Rep: Rizky Jaramaya/ Red: Esthi Maharani
Negosiasi antara Arab Saudi dan Amerika Serikat (AS) sebagai mediator untuk normalisasi dengan Israel masih berlangsung dan belum ada hasil yang signifikan.
Foto: google.com
Negosiasi antara Arab Saudi dan Amerika Serikat (AS) sebagai mediator untuk normalisasi dengan Israel masih berlangsung dan belum ada hasil yang signifikan.

REPUBLIKA.CO.ID, YERUSALEM -- Seorang anggota parlemen terkemuka Israel pada Ahad (30/7/2023) mengatakan, normalisasi hubungan dengan Arab Saudi tidak akan terwujud dalam waktu dekat. Kepala Komite Luar Negeri dan Pertahanan Knesset, Yuli Edelstein mengatakan, negosiasi antara Riyadh dan Amerika Serikat (AS) sebagai mediator masih berlangsung dan belum ada hasil yang signifikan.

“Saya pikir masih terlalu dini untuk berbicara tentang kesepakatan yang sedang dikerjakan,” ujar Edelstein kepada Radio Angkatan Darat Israel.

Baca Juga

Edelstein menepis kemungkinan bahwa kebuntuan antara pemerintahan sayap kanan Perdana Menteri Benjamin Netanyahu dan tujuan kenegaraan Palestina yang terbagi secara politik menjadi hambatan utama dalam normalisasi dengan Arab Saudi. "Bagaimana saya harus menempatkan ini dengan hati-hati?
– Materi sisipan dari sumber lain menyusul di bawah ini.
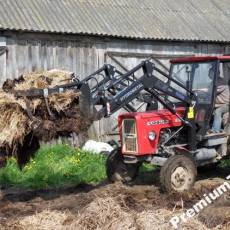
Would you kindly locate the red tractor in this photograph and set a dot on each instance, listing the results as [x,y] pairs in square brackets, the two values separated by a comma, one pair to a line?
[174,136]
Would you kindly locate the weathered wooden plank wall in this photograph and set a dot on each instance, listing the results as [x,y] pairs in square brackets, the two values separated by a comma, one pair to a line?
[83,55]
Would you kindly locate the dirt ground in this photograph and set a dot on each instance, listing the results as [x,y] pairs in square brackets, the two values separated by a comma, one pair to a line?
[140,205]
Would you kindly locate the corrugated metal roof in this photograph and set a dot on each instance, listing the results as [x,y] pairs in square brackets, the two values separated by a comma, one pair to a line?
[206,20]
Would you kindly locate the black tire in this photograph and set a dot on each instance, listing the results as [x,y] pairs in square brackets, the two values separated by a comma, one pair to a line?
[117,170]
[178,174]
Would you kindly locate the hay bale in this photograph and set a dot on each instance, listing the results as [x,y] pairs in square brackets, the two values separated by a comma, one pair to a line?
[61,118]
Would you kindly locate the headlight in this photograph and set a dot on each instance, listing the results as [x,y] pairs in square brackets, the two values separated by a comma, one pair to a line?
[152,136]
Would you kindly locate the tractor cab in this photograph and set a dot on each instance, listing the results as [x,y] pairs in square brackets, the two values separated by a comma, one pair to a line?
[202,75]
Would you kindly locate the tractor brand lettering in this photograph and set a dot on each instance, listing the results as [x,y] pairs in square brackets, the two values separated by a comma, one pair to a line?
[131,92]
[159,122]
[207,200]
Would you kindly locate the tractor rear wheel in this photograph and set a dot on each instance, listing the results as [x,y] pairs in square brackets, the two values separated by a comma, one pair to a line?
[117,170]
[178,173]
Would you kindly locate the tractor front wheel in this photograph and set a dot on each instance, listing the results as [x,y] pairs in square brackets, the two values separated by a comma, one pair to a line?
[117,170]
[178,173]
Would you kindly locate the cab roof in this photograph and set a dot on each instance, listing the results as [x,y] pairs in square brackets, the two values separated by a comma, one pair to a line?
[200,59]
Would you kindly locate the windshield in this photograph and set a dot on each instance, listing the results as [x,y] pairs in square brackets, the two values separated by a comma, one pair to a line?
[198,77]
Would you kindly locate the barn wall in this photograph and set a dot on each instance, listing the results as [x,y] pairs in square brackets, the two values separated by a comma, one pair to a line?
[83,55]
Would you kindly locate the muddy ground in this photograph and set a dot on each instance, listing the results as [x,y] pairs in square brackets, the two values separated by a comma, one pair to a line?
[140,205]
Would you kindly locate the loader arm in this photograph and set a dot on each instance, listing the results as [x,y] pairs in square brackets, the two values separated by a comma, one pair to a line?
[149,83]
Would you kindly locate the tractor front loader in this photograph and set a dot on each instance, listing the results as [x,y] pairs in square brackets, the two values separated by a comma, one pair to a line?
[174,136]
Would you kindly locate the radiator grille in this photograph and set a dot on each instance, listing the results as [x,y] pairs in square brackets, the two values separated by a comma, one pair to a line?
[129,136]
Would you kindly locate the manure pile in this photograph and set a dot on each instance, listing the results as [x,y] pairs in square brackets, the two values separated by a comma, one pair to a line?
[20,134]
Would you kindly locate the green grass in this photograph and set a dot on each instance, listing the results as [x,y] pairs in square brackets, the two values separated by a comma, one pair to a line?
[54,167]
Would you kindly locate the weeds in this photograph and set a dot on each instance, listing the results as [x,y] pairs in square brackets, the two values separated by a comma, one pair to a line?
[54,167]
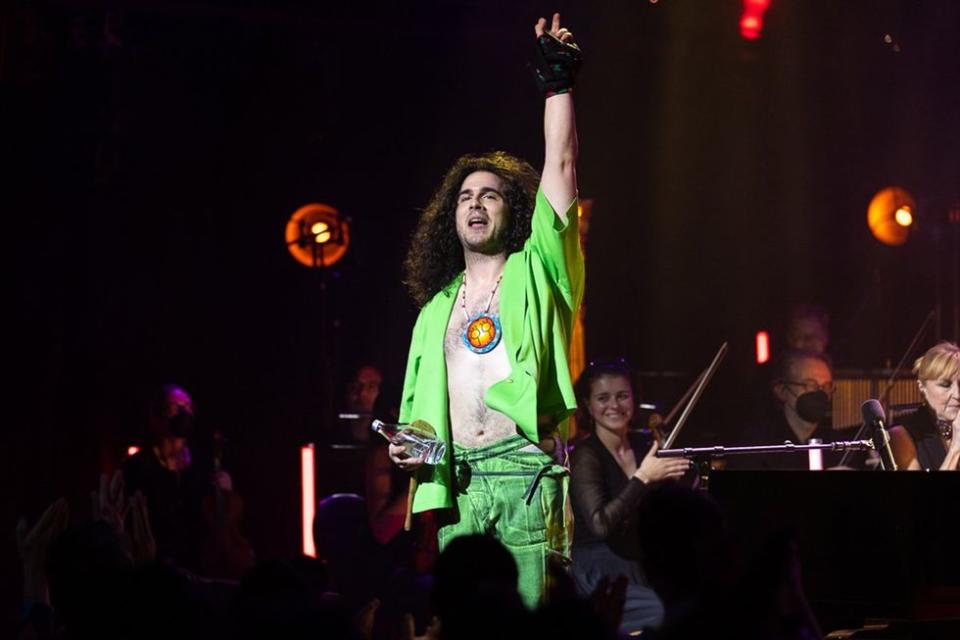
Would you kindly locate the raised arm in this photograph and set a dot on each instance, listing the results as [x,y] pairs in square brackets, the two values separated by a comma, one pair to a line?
[560,58]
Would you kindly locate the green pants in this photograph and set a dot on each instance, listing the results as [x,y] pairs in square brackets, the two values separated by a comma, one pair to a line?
[519,497]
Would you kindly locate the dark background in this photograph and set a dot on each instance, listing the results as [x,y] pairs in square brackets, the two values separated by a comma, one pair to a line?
[147,179]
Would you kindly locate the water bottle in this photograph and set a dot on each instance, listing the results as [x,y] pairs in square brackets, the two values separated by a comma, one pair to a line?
[419,439]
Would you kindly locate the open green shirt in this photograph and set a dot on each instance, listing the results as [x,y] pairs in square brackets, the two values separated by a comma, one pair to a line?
[540,294]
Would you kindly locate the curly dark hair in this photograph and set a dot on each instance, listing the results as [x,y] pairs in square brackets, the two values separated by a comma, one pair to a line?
[436,255]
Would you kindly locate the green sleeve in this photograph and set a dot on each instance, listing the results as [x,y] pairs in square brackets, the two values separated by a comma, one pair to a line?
[413,370]
[558,245]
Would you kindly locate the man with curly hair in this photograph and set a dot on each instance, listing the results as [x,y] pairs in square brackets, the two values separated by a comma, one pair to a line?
[496,266]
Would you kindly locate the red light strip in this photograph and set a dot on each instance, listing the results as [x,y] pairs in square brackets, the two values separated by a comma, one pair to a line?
[751,21]
[763,347]
[308,504]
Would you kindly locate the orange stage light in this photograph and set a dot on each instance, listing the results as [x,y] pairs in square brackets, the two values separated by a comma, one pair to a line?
[317,235]
[891,214]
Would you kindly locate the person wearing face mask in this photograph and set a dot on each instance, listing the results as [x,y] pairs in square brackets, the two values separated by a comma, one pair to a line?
[797,410]
[611,470]
[172,481]
[929,437]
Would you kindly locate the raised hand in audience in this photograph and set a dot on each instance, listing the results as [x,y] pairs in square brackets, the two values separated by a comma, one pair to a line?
[34,545]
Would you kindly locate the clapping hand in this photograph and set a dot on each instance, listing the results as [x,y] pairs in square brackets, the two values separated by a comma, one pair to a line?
[654,469]
[34,545]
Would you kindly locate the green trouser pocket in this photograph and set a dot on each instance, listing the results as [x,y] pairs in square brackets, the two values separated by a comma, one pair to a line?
[518,497]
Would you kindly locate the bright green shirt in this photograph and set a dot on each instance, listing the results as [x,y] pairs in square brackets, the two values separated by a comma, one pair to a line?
[540,294]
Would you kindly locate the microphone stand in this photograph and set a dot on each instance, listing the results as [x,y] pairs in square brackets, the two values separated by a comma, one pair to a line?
[893,378]
[705,455]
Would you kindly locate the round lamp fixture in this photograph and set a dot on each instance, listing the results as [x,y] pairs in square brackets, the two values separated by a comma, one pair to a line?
[891,214]
[317,235]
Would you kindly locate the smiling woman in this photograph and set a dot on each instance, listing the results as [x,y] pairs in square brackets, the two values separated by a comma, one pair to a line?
[610,472]
[929,438]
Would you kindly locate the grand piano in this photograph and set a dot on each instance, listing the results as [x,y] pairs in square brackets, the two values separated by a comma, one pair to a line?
[873,545]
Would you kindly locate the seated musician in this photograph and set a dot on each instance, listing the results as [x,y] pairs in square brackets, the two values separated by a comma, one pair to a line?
[796,410]
[929,438]
[611,471]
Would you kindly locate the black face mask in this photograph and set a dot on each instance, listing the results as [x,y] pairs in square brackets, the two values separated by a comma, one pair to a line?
[180,424]
[813,406]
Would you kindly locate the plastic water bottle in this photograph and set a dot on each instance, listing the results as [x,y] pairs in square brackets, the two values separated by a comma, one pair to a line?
[419,439]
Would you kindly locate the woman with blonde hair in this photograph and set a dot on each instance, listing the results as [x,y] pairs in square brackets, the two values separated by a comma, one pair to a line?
[929,438]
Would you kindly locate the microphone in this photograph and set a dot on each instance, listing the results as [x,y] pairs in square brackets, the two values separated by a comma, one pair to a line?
[874,417]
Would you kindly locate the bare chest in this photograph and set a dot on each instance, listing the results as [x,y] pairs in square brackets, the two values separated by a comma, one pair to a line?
[470,374]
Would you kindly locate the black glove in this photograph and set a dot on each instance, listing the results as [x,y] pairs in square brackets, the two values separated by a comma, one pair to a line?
[555,65]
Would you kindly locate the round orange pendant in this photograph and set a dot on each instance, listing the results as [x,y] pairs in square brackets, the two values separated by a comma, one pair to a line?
[482,333]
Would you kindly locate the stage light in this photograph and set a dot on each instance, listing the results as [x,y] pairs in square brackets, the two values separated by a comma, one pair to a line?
[763,347]
[308,498]
[903,216]
[890,215]
[317,235]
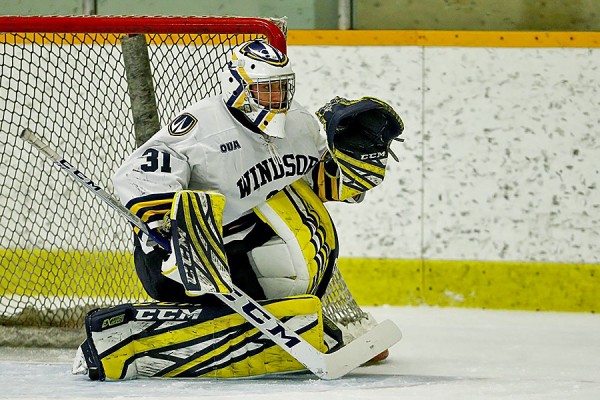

Ada klausul yang jauh lebih penting atau bermasalah daripada deklarasi ini dan itu di ranah Palestina," katanya.

Presiden AS Joe Biden telah mengutus penasihat keamanan nasionalnya ke Arab Saudi untuk membahas kemungkinan kesepakatan normalisasi dengan Israel. Normalisasi ini merupakan prioritas kebijakan pemerintahan Biden. Dua negara Teluk yaitu Uni Emirat Arab (UEA) dan Bahrain telah menormalkan hubungan dengan Israel pada 2020 yang ditengahi oleh AS. Namun Saudi selalu menegaskan bahwa mereka tidak akan menormalkan hubungan dengan Israel, kecuali tuntutan Palestina untuk membetuk negara yang merdeka dipenuhi terlebih dahulu.

Edelstein mengatakan, sebagian besar negosiasi untuk menormalkan hubungan Saudi-Israel dilakukan oleh AS. Menurut Edelstein, Saudi lebih banyak menyampaikan tuntutan yang berkaitan dengan kerja sama AS.  

“Sebagian besar wacana Saudi adalah dengan Amerika, dan bukan dengan kami. Ada beberapa hal yang dapat kami jalani dengan lebih baik, dan beberapa hal yang dapat kami jalani dengan lebih sedikit," kata Edelstein.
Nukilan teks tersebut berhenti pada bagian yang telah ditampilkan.